New technology: Researchers develop COVID-19 sensor for more accurate and speedy test results

KOLKATA: A former IITian from Kolkata, Professor Ishan Barman—who is currently serving as an Associate Professor of Mechanical Engineering at Johns Hopkins University—has developed a COVID-19 sensor, which can revolutionise the testing process by adding accuracy and speed to it.

In a new study published in Nano Letters recently, the researchers claim that the new sensor, which require no sample preparation and minimal operator expertise, has a strong advantage over existing testing methods, especially for population-wide testing.

Barman is the son of Asim Barman, former commissioner of Kolkata Municipal Corporation, a retired IAS officer. Ishan has collaborated with Professor David Gracias, Professor of Chemical and Biomolecular Engineering of the same Institute.
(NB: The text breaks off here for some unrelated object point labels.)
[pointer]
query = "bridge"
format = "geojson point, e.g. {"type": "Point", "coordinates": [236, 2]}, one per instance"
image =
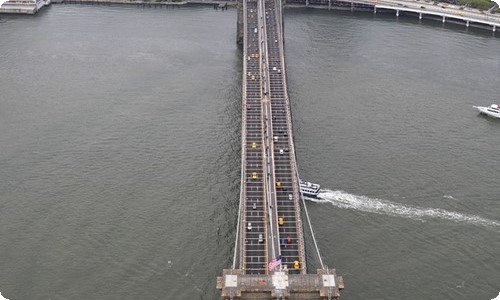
{"type": "Point", "coordinates": [269, 259]}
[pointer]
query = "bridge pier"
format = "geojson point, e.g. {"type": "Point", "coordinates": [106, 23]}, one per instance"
{"type": "Point", "coordinates": [235, 284]}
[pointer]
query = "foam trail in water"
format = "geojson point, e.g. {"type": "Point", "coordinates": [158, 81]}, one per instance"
{"type": "Point", "coordinates": [361, 203]}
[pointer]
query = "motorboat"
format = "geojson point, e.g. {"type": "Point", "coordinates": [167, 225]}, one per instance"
{"type": "Point", "coordinates": [492, 110]}
{"type": "Point", "coordinates": [309, 189]}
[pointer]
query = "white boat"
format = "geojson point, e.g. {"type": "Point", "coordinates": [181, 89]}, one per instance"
{"type": "Point", "coordinates": [309, 189]}
{"type": "Point", "coordinates": [492, 110]}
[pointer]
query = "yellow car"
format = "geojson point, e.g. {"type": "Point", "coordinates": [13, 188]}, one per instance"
{"type": "Point", "coordinates": [296, 264]}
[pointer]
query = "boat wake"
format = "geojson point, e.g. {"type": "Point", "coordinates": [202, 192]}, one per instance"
{"type": "Point", "coordinates": [361, 203]}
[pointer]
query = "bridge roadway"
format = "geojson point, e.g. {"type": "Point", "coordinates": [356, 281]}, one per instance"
{"type": "Point", "coordinates": [269, 223]}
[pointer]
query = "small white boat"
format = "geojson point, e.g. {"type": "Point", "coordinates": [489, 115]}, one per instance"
{"type": "Point", "coordinates": [309, 189]}
{"type": "Point", "coordinates": [492, 110]}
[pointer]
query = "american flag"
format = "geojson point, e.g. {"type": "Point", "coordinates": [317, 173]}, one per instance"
{"type": "Point", "coordinates": [274, 263]}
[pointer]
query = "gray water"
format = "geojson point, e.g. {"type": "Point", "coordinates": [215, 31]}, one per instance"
{"type": "Point", "coordinates": [120, 153]}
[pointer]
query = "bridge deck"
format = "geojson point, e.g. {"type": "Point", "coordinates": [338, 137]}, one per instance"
{"type": "Point", "coordinates": [270, 213]}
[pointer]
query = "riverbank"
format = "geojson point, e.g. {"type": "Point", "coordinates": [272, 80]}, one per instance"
{"type": "Point", "coordinates": [30, 7]}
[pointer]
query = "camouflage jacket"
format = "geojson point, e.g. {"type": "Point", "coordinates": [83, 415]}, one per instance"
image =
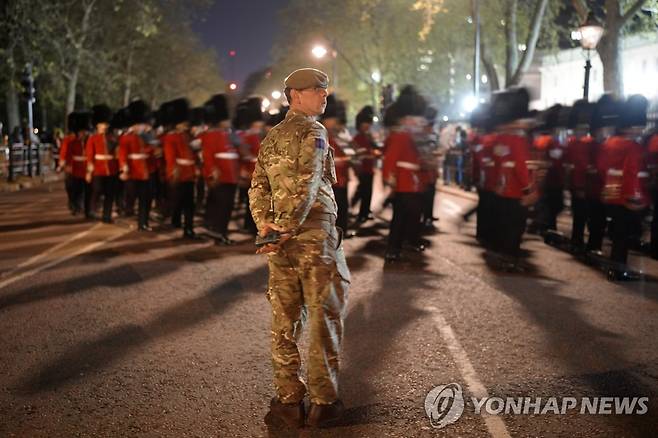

"The technique is as simple as putting a drop of saliva on our device and getting a negative or a positive result," he said. Barman said the new technology—which is not yet available in the market—addresses the limitation of the two most widely used types of COVID-19 tests, PCR and rapid tests.

PCR tests are highly accurate but require complicated sample preparation, with results taking hours or even days to process in a laboratory. On the other hand, rapid tests are less successful at detecting early infections and asymptomatic cases and can lead to erroneous results, maintained Barman.

He said the sensor is nearly as sensitive as a PCR test and as convenient as a rapid antigen test. During initial testing the sensor demonstrated 92 per cent accuracy at detecting SARS- COV-2 in saliva samples. It was successful at rapidly determining the presence of other viruses, including H1-N1 and Zika.

Barman maintained that key to the method was the large area, flexible field enhancing metal insulator antenna (FEMIA) array developed by the Gracias lab.

The saliva sample is placed on the material and analysed using surface enhanced Raman spectroscopy, which uses laser light to examine how molecules of the examined specimen vibrate.

The system can rapidly detect the presence of a virus even if only small traces exist in the sample. The sensor material can be placed on any type of surface, from doorknobs and building entrances to masks and textiles.

"Using state-of-the-art nano print fabrication and transfer printing, we have realised highly precise, tunable and scalable nanomanufacturing of both rigid and flexible Covid sensor substrates which is important for future implementation not just chip based biosensors but also wearables," said Gracias. The team has already applied for patents on the intellectual property associated with it.